An Arabidopsis cDNA (AtRPB15.9) that encoded a protein related to the RPB4 subunit in yeast RNA polymerase II was cloned. The predicted molecular mass of 15.9 kDa for the AtRPB15.9 protein was significantly smaller than 25 kDa for yeast RBP4. In SDS-PAGE, AtRPB15.9 migrated as the seventh or eighth largest subunit (i.e. apparent molecular mass of 14-15 kDa) in Arabidopsis RNA polymerase II, whereas RPB4 migrates as the fourth largest subunit (i.e. apparent molecular mass of 32 kDa) in yeast RNA polymerase II. Unlike yeast RPB4 and RPB7, which dissociate from RNA polymerase II under mildly denaturing conditions, plant subunits related to RPB4 and RPB7 are more stably associated with the enzyme. Recombinant AtRPB15.9 formed stable complexes with AtRPB19.5 (i.e. a subunit related to yeast RPB7) in vitro as did recombinant yeast RPB4 and RPB7 subunits. Stable heterodimers were also formed between AtRPB15. 9 and yeast RPB7 and between yeast RPB4 and AtRPB19.5.

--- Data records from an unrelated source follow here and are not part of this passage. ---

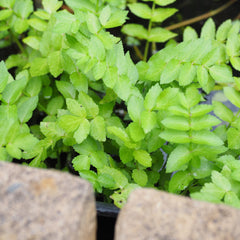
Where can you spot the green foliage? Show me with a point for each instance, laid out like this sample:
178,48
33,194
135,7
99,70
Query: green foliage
77,95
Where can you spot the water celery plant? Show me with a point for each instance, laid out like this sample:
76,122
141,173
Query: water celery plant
75,99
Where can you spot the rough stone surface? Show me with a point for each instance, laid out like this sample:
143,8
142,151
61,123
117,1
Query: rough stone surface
38,204
155,215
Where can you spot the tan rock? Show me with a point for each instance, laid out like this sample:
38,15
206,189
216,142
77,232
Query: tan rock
155,215
38,204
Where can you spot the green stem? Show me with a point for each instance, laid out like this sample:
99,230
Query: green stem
149,29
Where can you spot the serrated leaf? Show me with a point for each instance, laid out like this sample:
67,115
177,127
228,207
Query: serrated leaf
143,157
159,34
233,95
140,177
187,74
208,30
206,137
81,162
148,120
75,108
98,129
171,71
221,73
151,97
221,181
25,109
175,136
135,131
141,10
178,159
179,181
222,111
135,30
177,123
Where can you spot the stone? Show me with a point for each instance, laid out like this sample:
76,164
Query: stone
156,215
37,204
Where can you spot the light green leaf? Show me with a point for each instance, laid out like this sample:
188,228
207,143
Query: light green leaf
208,30
75,108
187,74
148,120
222,111
171,71
175,136
88,103
178,159
221,181
179,181
233,95
143,157
83,131
135,30
98,129
140,177
221,73
81,162
177,123
135,131
206,137
151,97
141,10
159,34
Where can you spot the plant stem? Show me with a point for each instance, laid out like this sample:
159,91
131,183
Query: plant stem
149,29
201,17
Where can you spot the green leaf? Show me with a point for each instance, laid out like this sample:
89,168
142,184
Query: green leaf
88,103
178,159
55,63
66,89
221,181
93,23
120,179
161,14
25,109
206,137
159,34
179,181
38,24
83,131
151,97
13,90
233,137
23,8
125,154
223,29
221,73
175,136
207,121
187,74
143,157
81,162
208,30
148,120
233,95
98,129
140,177
69,122
222,111
171,71
136,132
135,30
177,123
75,108
39,67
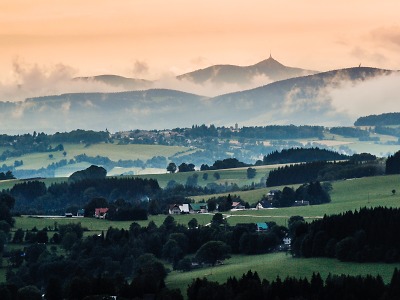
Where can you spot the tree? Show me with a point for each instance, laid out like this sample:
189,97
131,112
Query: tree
218,219
251,173
212,251
193,223
29,292
93,172
192,180
183,167
171,167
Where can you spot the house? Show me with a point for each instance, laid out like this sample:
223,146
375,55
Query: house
262,227
271,194
263,204
100,213
199,208
185,208
301,203
176,209
237,205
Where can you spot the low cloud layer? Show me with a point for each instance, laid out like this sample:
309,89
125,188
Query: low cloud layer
208,88
374,96
33,80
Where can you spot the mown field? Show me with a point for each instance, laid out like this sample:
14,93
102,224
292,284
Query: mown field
346,195
114,152
280,264
227,177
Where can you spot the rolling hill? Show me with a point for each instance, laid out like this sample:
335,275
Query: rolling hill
220,74
118,81
300,100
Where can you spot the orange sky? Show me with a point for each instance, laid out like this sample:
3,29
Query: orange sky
146,38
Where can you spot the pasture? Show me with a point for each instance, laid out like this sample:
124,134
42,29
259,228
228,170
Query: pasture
114,152
280,264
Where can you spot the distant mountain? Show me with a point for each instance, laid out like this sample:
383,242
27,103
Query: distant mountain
386,119
298,101
119,81
221,74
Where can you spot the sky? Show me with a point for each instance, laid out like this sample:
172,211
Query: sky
150,38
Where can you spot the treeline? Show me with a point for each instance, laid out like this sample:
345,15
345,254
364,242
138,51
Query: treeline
379,120
7,175
387,130
350,132
393,164
228,163
128,262
250,286
313,193
324,171
294,155
367,235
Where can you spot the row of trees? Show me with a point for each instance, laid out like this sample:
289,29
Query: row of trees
367,235
293,155
323,171
314,193
250,286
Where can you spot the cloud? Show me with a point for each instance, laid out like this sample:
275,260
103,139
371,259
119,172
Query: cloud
33,80
208,88
140,68
387,35
373,96
365,55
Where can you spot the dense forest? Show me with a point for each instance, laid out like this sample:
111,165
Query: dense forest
250,286
325,171
128,263
367,235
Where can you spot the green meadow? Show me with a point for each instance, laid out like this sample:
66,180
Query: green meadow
114,152
280,264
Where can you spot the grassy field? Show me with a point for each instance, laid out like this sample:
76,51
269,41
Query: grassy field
97,225
113,151
227,177
270,266
346,195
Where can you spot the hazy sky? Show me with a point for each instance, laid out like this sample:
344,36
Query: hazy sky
148,38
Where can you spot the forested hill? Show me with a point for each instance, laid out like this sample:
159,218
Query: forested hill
379,120
293,100
289,101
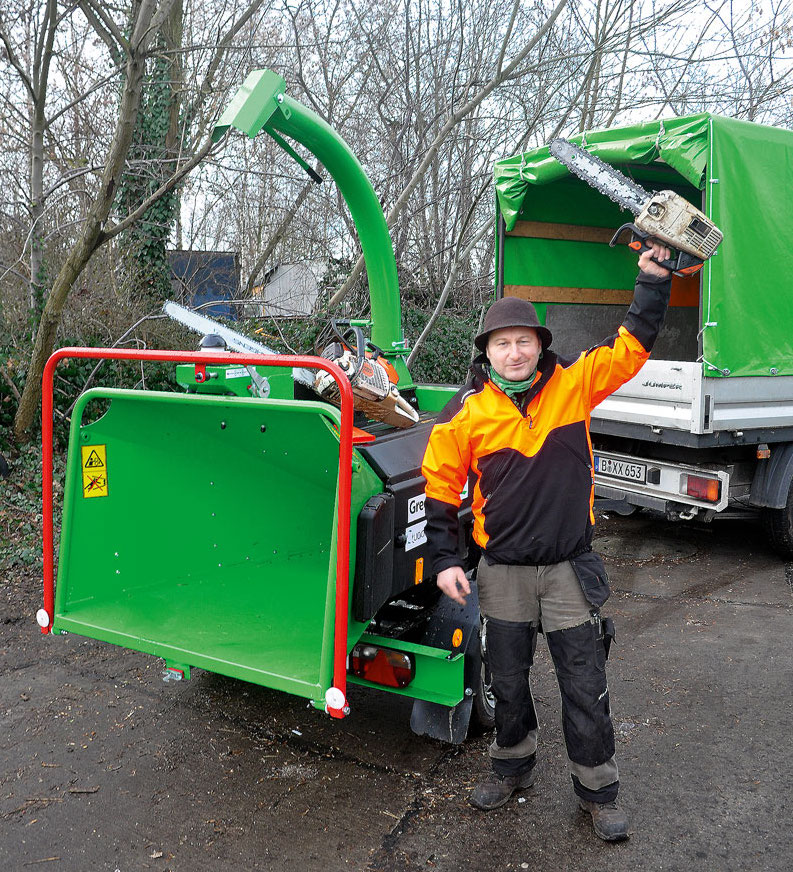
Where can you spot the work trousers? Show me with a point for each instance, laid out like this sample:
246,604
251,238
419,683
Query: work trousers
515,602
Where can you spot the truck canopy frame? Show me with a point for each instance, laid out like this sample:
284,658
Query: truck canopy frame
741,170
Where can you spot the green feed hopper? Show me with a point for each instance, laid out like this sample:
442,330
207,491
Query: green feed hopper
264,537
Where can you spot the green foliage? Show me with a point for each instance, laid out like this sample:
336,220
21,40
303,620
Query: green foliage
20,509
145,254
70,378
445,356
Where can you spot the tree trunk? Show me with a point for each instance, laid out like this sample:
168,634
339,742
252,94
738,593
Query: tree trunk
91,236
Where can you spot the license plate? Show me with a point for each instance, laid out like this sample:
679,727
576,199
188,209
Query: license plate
622,469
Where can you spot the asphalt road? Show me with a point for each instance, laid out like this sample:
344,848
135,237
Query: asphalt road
105,767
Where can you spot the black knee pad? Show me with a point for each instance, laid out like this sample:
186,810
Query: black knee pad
579,658
510,647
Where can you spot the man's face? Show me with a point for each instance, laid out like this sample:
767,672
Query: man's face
514,351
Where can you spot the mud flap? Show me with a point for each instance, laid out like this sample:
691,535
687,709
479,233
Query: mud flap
450,723
442,722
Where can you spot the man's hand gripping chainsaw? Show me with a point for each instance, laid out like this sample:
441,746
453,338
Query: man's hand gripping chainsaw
373,381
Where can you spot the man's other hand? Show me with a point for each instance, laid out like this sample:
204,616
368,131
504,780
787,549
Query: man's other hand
453,583
658,251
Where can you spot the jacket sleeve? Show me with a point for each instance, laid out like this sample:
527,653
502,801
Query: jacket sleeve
618,359
445,468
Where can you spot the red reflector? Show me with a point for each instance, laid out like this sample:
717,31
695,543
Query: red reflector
701,488
382,666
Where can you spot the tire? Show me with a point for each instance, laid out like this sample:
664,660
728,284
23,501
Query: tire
483,713
778,527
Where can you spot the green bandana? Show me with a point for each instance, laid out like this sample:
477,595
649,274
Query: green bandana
510,388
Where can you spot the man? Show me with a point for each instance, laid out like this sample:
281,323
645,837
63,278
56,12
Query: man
521,425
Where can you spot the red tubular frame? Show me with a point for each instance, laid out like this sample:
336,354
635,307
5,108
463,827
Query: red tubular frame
200,357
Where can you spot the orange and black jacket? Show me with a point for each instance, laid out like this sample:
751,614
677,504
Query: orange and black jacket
532,461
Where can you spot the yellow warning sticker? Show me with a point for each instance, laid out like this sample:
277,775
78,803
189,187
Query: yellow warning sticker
94,467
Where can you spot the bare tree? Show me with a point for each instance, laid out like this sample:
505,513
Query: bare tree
96,229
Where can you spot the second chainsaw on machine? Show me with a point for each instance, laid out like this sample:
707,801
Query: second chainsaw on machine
663,215
373,379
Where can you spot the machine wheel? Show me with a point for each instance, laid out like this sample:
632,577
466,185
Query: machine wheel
483,713
778,527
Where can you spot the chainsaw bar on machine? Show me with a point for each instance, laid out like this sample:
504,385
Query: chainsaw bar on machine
662,215
235,341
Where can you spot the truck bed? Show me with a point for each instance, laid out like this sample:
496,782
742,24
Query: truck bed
676,395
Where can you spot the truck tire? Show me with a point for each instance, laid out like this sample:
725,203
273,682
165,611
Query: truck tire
778,527
483,713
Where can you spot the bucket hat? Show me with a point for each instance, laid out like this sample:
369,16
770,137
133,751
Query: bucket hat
511,312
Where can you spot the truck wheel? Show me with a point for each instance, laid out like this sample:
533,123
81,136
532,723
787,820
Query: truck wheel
483,713
778,527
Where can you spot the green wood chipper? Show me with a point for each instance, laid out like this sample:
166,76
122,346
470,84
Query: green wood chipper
249,527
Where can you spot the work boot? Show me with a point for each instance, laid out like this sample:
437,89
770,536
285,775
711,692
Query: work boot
610,822
494,790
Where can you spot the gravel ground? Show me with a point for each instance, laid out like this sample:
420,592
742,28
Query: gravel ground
105,767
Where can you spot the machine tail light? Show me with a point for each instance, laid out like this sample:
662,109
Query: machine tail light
701,487
382,665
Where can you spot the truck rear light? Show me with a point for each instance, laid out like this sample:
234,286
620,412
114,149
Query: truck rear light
700,487
382,665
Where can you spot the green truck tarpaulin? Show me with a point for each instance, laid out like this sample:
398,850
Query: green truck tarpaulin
746,172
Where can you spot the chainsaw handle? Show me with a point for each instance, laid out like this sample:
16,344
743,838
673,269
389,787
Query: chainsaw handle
681,264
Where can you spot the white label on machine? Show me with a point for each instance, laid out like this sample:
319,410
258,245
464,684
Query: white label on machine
415,536
416,507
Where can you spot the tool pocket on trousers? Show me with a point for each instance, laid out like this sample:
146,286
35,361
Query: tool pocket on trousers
592,576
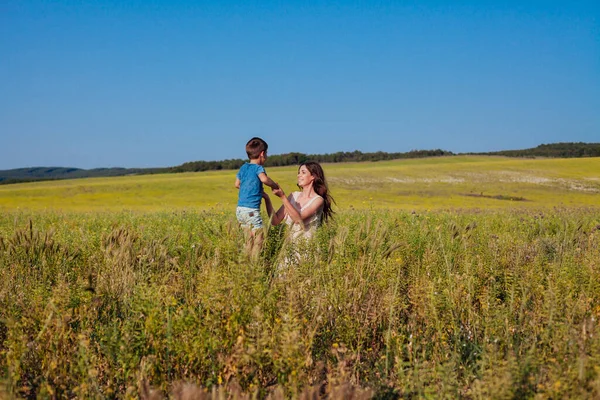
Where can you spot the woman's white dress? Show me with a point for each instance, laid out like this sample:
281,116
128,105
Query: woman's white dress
307,231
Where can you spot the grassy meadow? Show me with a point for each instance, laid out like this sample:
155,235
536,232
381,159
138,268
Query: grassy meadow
456,277
465,182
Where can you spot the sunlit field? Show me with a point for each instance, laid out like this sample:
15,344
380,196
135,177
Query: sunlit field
420,184
458,277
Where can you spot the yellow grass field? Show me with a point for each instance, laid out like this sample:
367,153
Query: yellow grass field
458,182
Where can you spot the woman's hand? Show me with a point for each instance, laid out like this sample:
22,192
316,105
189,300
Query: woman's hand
279,192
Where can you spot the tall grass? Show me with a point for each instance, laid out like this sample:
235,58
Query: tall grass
501,304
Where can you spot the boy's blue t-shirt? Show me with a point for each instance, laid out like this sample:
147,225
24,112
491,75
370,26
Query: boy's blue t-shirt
251,189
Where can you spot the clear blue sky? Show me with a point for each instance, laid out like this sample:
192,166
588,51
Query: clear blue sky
158,83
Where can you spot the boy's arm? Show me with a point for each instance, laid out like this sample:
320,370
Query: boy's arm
268,204
268,181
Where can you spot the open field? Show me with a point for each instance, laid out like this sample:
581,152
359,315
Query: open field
461,277
420,184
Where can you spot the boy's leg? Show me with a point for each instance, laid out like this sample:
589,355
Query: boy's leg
258,238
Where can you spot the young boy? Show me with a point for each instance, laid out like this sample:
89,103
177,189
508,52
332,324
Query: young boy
249,181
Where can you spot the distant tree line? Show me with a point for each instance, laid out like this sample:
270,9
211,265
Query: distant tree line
554,150
281,160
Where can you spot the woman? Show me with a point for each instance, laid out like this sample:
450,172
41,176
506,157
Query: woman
306,209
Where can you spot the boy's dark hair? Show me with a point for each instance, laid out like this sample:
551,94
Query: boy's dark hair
255,146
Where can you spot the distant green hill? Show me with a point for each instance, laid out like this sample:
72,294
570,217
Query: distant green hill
50,173
556,150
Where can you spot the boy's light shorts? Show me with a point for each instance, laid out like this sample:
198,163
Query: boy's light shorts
249,217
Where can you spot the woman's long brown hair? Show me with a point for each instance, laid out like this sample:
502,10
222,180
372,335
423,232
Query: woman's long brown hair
320,187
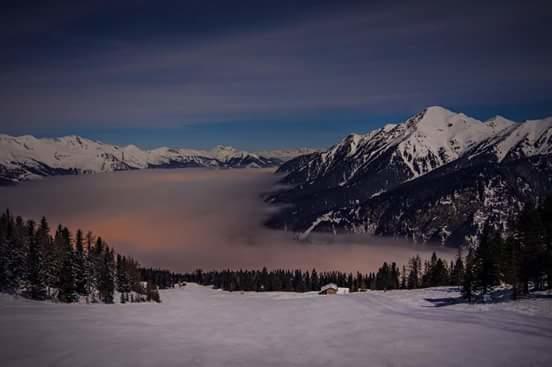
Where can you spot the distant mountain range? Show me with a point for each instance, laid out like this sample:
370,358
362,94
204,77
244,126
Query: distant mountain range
438,176
25,158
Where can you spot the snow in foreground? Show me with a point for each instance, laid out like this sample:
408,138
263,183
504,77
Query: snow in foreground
197,326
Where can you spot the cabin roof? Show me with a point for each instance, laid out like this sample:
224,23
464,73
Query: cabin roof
329,286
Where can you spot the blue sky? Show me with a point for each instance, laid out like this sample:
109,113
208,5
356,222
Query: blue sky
265,74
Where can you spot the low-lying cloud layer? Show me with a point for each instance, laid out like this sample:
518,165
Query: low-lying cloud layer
193,218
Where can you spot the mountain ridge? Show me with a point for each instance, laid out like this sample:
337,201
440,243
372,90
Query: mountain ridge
375,182
26,157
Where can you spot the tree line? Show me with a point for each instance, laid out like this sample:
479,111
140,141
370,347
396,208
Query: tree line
436,272
522,260
67,268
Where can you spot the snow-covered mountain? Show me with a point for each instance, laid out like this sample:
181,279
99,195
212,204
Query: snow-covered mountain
437,176
26,157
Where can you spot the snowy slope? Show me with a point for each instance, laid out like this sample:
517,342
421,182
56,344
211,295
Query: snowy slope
26,157
197,326
435,177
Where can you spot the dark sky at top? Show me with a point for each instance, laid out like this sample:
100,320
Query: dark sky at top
265,73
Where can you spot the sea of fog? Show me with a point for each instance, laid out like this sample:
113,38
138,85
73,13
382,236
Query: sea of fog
195,218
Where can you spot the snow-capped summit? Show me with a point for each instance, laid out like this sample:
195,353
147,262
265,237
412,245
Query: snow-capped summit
26,157
499,123
437,176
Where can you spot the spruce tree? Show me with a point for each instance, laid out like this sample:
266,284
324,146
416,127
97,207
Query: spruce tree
80,264
457,272
36,286
67,286
106,285
486,261
467,287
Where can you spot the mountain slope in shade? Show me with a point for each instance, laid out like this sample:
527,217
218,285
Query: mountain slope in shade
436,177
26,157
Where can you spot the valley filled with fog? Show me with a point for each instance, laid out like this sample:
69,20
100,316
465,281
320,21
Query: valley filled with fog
185,219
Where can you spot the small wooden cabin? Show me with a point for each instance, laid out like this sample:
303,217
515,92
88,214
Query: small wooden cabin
330,288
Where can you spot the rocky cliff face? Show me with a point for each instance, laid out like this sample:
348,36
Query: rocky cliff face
436,177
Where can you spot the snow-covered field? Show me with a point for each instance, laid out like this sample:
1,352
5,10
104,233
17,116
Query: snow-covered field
198,326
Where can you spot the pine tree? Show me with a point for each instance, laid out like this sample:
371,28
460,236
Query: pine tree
36,286
467,287
546,214
457,272
67,286
486,261
106,285
80,265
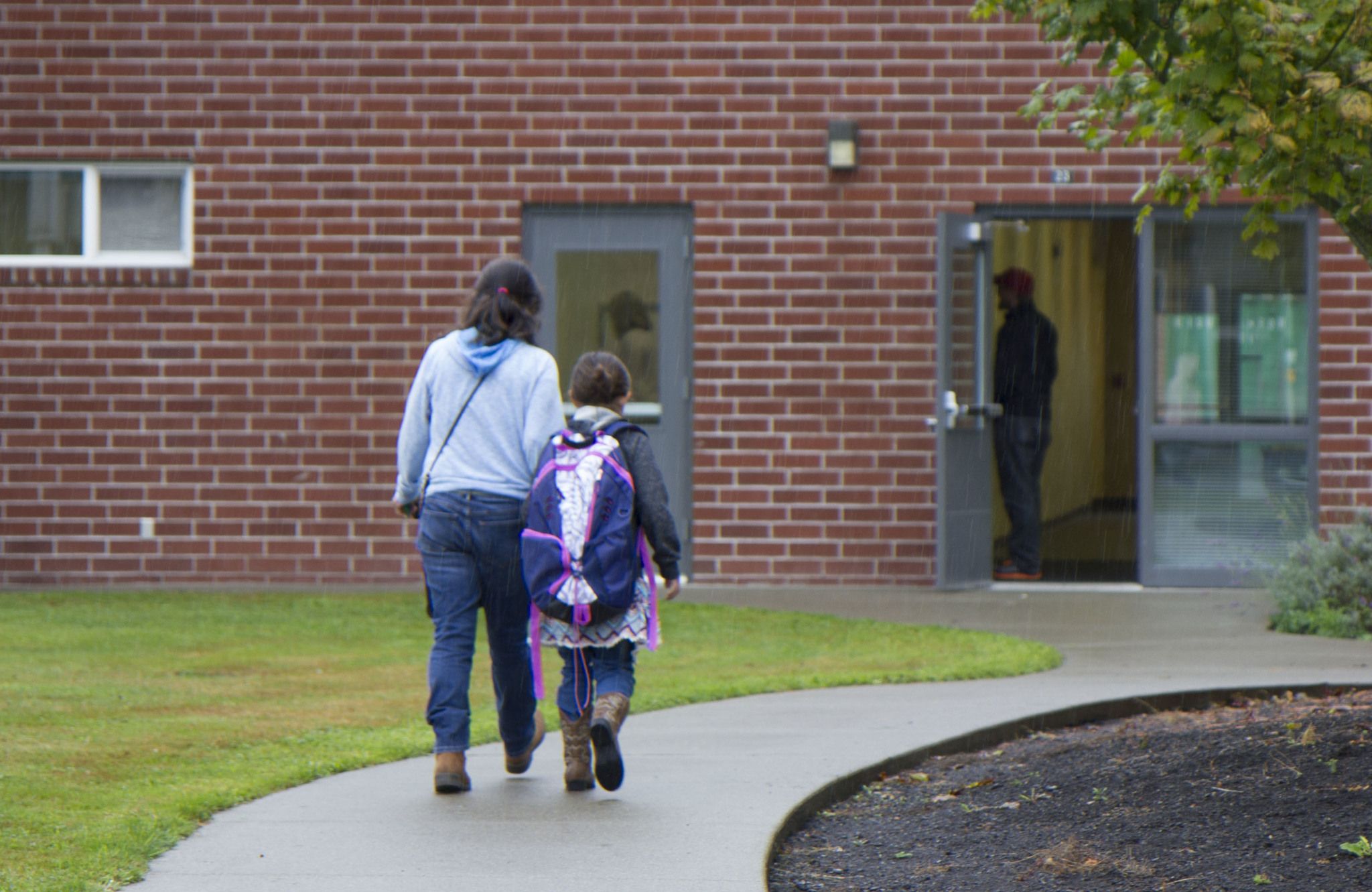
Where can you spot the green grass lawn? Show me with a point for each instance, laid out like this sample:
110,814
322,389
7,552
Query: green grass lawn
127,720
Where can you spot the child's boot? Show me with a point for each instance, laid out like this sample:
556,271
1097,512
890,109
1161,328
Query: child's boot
611,711
577,753
450,773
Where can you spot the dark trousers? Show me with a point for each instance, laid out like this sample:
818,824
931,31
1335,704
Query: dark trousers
470,548
1021,445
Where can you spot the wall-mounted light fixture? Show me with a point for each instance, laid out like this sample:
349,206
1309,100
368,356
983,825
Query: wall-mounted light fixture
843,145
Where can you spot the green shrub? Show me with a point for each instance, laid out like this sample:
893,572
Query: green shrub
1326,585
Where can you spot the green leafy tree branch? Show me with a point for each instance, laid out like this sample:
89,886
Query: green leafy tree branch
1272,98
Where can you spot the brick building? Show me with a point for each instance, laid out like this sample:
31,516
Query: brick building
228,231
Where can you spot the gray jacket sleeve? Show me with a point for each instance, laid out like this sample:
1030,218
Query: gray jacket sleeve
650,503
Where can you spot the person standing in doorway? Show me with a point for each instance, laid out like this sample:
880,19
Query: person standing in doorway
1026,364
483,404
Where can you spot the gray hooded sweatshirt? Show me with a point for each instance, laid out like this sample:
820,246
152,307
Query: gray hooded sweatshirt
498,441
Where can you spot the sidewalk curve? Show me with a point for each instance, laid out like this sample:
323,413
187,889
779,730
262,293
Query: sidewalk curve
707,787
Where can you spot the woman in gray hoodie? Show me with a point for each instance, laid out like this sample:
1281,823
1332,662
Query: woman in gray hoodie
483,404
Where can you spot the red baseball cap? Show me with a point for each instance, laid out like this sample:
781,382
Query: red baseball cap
1016,279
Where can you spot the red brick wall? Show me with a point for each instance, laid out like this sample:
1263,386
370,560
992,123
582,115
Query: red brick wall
358,161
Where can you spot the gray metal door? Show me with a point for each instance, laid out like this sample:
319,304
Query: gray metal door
619,279
963,426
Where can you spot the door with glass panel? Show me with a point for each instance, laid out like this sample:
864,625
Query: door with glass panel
965,408
1227,427
619,279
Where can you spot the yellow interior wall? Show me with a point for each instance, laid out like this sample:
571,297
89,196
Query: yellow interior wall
1075,283
1121,361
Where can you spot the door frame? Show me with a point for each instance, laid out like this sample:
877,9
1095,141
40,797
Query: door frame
963,509
1148,433
670,231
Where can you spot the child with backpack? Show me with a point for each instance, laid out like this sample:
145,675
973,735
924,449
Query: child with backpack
597,503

克隆了一个拟南芥cDNA(AtRPB15.9),其编码的蛋白质与酵母RNA聚合酶II中的RPB4亚基相关。AtRPB15.9蛋白预测的分子量为15.9 kDa,明显小于酵母RBP4的25 kDa。在SDS-PAGE中,AtRPB15.9在拟南芥RNA聚合酶II中作为第七或第八大亚基迁移(即表观分子量为14 - 15 kDa),而RPB4在酵母RNA聚合酶II中作为第四大亚基迁移(即表观分子量为32 kDa)。与在温和变性条件下从RNA聚合酶II解离的酵母RPB4和RPB7不同,与RPB4和RPB7相关的植物亚基与该酶的结合更稳定。重组AtRPB15.9在体外与AtRPB19.5(即与酵母RPB7相关的亚基)形成稳定复合物,重组酵母RPB4和RPB7亚基也是如此。AtRPB15.9与酵母RPB7之间以及酵母RPB4与AtRPB19.5之间也形成了稳定的异二聚体。